The Ireland coach has been planning for this tournament since he took the reins from O’Sullivan in late 2008 and first plumped for Queenstown before it was even offered as a host town to the 20 teams to have qualified for the tournament.Once it was, though, there was no hesitation in striking camp in the town and Georgia, who arrived in Queenstown this week, as well as England and Romania, who will stay here for mini camps midway through the pool phase, had similar ideas.

It’s not for every team, however, as the folks at the Discover Queenstown offices found out themselves when they pitched their corner of New Zealand to as many World Cup teams as would listen. While Ireland were looking for activities and a pleasant community to occupy their players between training sessions, the Discover Queentown staff found the strong points they offered were seen as unwanted distractions by others, including Argentina, who preferred the less enthralling Invercargill, around 200 kilometres further south, next stop the South Pole.

“When we were doing the reccies for Rugby World Cup we were told that there were a lot of places mad keen to get us,” Kidney said after the Ireland team arrived in Queenstown to a very warm welcome. “Ireland is a popular country on tour and that was probably shown at the airport.”
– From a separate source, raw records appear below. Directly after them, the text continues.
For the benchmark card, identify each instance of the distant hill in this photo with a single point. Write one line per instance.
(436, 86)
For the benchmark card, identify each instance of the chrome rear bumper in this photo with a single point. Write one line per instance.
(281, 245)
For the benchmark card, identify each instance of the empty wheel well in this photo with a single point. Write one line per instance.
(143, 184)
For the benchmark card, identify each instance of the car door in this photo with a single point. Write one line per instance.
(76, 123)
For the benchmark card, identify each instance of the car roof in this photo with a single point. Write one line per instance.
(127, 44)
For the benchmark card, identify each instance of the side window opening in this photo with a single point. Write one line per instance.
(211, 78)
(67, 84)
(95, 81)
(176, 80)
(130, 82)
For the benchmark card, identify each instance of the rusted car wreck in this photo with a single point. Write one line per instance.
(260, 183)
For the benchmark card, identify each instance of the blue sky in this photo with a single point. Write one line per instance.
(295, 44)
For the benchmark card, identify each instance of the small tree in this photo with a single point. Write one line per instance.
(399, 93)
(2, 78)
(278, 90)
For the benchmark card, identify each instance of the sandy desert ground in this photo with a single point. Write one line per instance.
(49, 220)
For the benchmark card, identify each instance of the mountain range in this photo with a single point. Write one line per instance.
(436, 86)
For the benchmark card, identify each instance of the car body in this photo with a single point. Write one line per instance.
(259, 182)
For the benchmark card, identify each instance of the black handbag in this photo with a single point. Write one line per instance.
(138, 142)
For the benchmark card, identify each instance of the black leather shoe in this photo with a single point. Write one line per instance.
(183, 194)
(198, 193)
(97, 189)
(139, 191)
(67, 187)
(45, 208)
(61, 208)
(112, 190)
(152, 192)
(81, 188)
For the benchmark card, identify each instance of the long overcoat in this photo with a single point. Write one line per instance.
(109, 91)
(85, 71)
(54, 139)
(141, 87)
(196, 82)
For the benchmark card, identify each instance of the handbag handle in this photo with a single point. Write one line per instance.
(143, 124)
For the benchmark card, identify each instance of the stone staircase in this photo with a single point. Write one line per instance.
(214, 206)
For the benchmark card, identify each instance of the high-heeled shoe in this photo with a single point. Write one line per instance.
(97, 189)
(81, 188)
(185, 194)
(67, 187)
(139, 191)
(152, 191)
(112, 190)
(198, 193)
Ireland’s Australian defence coach Les Kiss had long known of Queenstown’s qualities as a training camp base for visiting teams and he had also done reconnaissance missions on the Pool C game venues, the Irish having purposely taken in New Plymouth and Taupo, close to Rotorua and the site for a three-night stay after the Australia game, on their 2009 tour. “A few years ago, when I flew back to Australia after the Grand Slam, I came home to visit the family. I popped across to New Zealand, went to New Plymouth and Taupo, just to give them a quick check,” Kiss recalled.

“Then Declan came over with Ger (Carmody, team operations manager) and they did another reccie and we planned our last tour there to connect those places. So there was a lot of planning went into it but we’re going to be in the North Island a fair bit except for Dunedin and this (Queenstown) is just an opportunity to get here a bit early and be in a place that could refresh their spirit and also get some facilities where they could still work on their rugby properly.

“They’ve been invigorated in that way and here it’s been able to give us what we want in all elements of their preparation — recovery from the flight, it’s nice to just walk up to a small village that the boys can really relate to.

“There’s a nice little Irish community here and it was a wonderful reception, so a lot of little things that touch you in the right place. I don’t know how you put that together, they’re little things that slowly put little bits of confidence around the place that they’re in and that we’ve picked.

“We’ve just got to make the most of it now and put the right performance on the park. Personally I think we’ll look back on this as a bit of a masterstroke.”